Merlin, ou Myrddin, comme l'appellent les Cymry, s'est désormais retiré des destinées de la Bretagne. Mais je ne doute pas qu'il veille encore sur nous à sa manière.

Les plus farouches adversaires de mon règne furent les peuples venus de l'Est qu'on appelait les Saxons: rudes, avec d'étranges et de sanglantes coutumes orientales, mais de dignes et de vaillants guerriers néanmoins. Certains d'entre eux sont même devenus mes sujets.

Merci de vos paroles, seigneur. L'approbation de mes ancêtres et des chefs qui m'ont précédé est le plus grand des honneurs.

Arthur ab Uther, Brenin



Il est écrit dans le livre Merlin Cycle de Pendragon II (Stephen Lawhead, Livre de poche) ceci:

«Bien des années ont passé depuis que je me suis éveillé à ce monde. Trop d'années de ténèbres et de mort, de maladies, de guerre et de mal. Oui, beaucoup de mal.

La vie était jadis radieuse comme le lever du soleil sur la mer, ou le reflet de la lune sur l'eau, lumineuse comme une vive flambée, étincelante comme le torque d'or au cou de mon grand-père Elphin. Radieuse, et comblée de tous les bienfaits.

Je sais bien que chacun aime à se souvenir des débuts de son existence comme d'un âge d'or, mais mes souvenirs n'en sont pas moin réels.

Merlin... curieux nom. Peut-être. Nul doute que mon père aurait aimé m'en donner un autre. Mais il faut pardonner à ma mère. Merlin -Myrddin dans la langue de mon père- me va bien. Cependant, chaque homme a deux noms: celui qui lui est donné et celui qu'il se fait.

Emrys est le nom que je me suis acquis parmi les hommes et il m'appartient. Emrys, Immortel... Emrys, Divin... Emrys Wledig, roi et prophète de son peuple. Ambrosius pour les peuples de la langue latine, et Embries pour ceux du sud de la Bretagne et de Lloegres.»

Voilà, vous savez d'où je tiens mes informations, et je vous préviens d'avance; dès que j'ai fini ce livre, je commence le troisième du cycle intitulé: Arthur!



Sire Nicolas,

J'ai déjà répondu dans le passé à la question implicite que vous posez. Nombreux sont les récits des bardes parlant de Merlin, de moi-même et de mes chevaliers. Je m'en réjouis. Tous ceux dont les gens de votre temps m'ont parlé sont beaux. Tous contiennent une part de vérité.
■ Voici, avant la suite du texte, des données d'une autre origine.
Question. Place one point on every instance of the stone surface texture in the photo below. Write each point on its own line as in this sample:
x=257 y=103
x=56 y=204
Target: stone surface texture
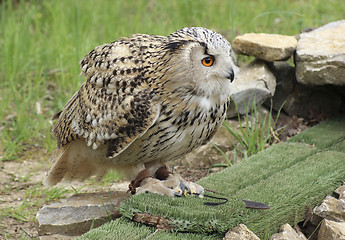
x=340 y=192
x=332 y=209
x=241 y=232
x=268 y=47
x=320 y=55
x=78 y=213
x=307 y=102
x=254 y=82
x=288 y=233
x=331 y=230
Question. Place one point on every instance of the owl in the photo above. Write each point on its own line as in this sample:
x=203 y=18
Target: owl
x=146 y=100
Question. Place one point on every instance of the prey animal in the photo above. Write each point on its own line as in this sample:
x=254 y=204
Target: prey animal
x=146 y=100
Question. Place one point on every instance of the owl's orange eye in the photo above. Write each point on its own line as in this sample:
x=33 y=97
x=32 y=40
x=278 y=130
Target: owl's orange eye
x=207 y=61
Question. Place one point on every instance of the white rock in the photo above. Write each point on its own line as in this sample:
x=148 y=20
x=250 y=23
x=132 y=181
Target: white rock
x=241 y=232
x=254 y=82
x=288 y=233
x=331 y=209
x=75 y=215
x=320 y=55
x=268 y=47
x=331 y=230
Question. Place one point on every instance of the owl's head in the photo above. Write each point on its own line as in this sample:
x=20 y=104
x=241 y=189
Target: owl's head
x=202 y=58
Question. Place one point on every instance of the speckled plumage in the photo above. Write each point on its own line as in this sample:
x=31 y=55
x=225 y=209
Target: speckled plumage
x=146 y=100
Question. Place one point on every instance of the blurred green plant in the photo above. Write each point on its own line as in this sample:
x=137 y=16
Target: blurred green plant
x=257 y=130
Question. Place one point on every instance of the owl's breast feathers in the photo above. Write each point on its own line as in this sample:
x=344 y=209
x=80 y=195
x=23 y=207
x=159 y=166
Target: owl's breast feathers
x=127 y=97
x=116 y=104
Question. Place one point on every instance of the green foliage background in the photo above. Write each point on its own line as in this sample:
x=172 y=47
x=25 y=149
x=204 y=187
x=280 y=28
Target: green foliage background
x=41 y=43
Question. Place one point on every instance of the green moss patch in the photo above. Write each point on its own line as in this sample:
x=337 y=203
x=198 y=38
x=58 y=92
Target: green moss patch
x=288 y=177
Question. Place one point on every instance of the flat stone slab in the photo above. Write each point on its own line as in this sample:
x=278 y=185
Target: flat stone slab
x=254 y=82
x=268 y=47
x=75 y=215
x=320 y=55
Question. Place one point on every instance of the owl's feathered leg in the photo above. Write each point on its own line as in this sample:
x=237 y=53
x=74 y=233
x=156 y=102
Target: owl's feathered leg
x=168 y=183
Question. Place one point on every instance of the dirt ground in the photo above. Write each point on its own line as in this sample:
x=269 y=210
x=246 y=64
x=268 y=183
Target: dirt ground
x=22 y=193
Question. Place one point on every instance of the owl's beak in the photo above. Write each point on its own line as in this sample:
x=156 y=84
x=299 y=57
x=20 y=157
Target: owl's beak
x=231 y=75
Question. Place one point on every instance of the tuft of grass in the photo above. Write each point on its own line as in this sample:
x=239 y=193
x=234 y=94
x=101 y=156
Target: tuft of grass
x=256 y=132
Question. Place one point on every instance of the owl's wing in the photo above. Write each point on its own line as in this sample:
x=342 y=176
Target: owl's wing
x=115 y=105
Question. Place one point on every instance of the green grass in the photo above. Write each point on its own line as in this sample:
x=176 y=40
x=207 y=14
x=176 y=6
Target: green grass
x=288 y=176
x=41 y=43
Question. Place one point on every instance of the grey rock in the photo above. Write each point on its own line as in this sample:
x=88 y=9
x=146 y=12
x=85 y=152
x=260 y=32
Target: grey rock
x=312 y=102
x=331 y=209
x=286 y=81
x=268 y=47
x=75 y=215
x=320 y=55
x=254 y=82
x=340 y=192
x=331 y=230
x=286 y=232
x=241 y=232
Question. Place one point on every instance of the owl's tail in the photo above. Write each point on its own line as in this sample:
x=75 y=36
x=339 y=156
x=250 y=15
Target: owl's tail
x=75 y=161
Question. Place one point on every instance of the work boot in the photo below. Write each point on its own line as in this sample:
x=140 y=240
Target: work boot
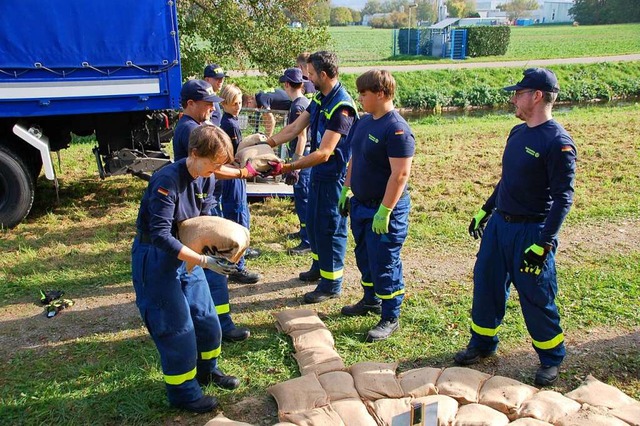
x=316 y=296
x=310 y=275
x=546 y=375
x=471 y=355
x=300 y=249
x=244 y=277
x=236 y=334
x=362 y=308
x=383 y=330
x=219 y=379
x=203 y=405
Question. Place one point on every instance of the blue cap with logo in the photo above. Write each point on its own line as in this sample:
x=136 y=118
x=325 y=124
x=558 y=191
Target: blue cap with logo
x=291 y=75
x=198 y=90
x=537 y=79
x=214 y=71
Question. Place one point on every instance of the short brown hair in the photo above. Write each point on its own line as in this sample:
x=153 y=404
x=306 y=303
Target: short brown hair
x=211 y=141
x=377 y=81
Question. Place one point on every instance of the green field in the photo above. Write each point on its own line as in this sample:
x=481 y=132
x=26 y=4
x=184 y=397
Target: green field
x=368 y=46
x=95 y=363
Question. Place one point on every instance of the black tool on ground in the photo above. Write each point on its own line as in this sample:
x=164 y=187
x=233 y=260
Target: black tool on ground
x=49 y=296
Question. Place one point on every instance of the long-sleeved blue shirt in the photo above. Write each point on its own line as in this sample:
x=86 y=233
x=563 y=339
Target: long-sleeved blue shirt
x=538 y=176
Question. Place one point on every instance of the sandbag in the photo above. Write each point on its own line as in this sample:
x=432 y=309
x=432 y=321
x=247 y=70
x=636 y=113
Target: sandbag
x=375 y=380
x=505 y=394
x=419 y=381
x=298 y=395
x=218 y=235
x=548 y=406
x=338 y=385
x=318 y=361
x=479 y=415
x=461 y=383
x=353 y=412
x=598 y=394
x=325 y=416
x=447 y=407
x=291 y=320
x=308 y=339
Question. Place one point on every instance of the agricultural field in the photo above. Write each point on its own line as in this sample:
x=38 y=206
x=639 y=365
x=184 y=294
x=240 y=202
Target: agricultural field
x=368 y=46
x=95 y=363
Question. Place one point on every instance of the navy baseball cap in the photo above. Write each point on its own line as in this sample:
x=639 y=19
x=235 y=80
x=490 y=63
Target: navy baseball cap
x=291 y=75
x=214 y=71
x=198 y=90
x=537 y=79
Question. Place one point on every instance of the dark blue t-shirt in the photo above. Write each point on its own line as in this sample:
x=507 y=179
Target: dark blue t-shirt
x=172 y=196
x=373 y=142
x=538 y=174
x=181 y=134
x=231 y=127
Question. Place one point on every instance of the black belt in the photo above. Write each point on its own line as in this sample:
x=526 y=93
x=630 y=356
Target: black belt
x=512 y=218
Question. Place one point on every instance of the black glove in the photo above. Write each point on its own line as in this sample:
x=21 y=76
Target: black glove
x=292 y=177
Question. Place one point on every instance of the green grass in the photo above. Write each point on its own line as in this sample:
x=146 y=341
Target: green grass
x=92 y=370
x=367 y=46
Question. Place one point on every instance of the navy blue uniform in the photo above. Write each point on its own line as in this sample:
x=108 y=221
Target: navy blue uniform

Tous se rejoignent sur certains points.

Le conteur dont vous lisez le récit écrit en belle et bonne langue, et ses propos sonnent comme les miens : Emrys en gallois, Ambrosius en latin, y est bien le nom que Merlin (Myrddin dans la langue des Galles) s'est acquis parmi les hommes, le nom que les hommes lui ont donné.

Parfois ces contes sont plus éloignés de mes souvenirs. Je n'y attache aucune importance. Vous interrogez, et je réponds, avec le regard et la mémoire d'un enfant, d'un vieil homme, d'un roi et d'un amant. Et vos bardes répondent, avec leur propre regard, leurs propres amours, leurs propres mémoires. Toutes ces réponses sont importantes et belles. La vérité, s'il existe une telle chose, n'est que dans l'esprit des Dieux.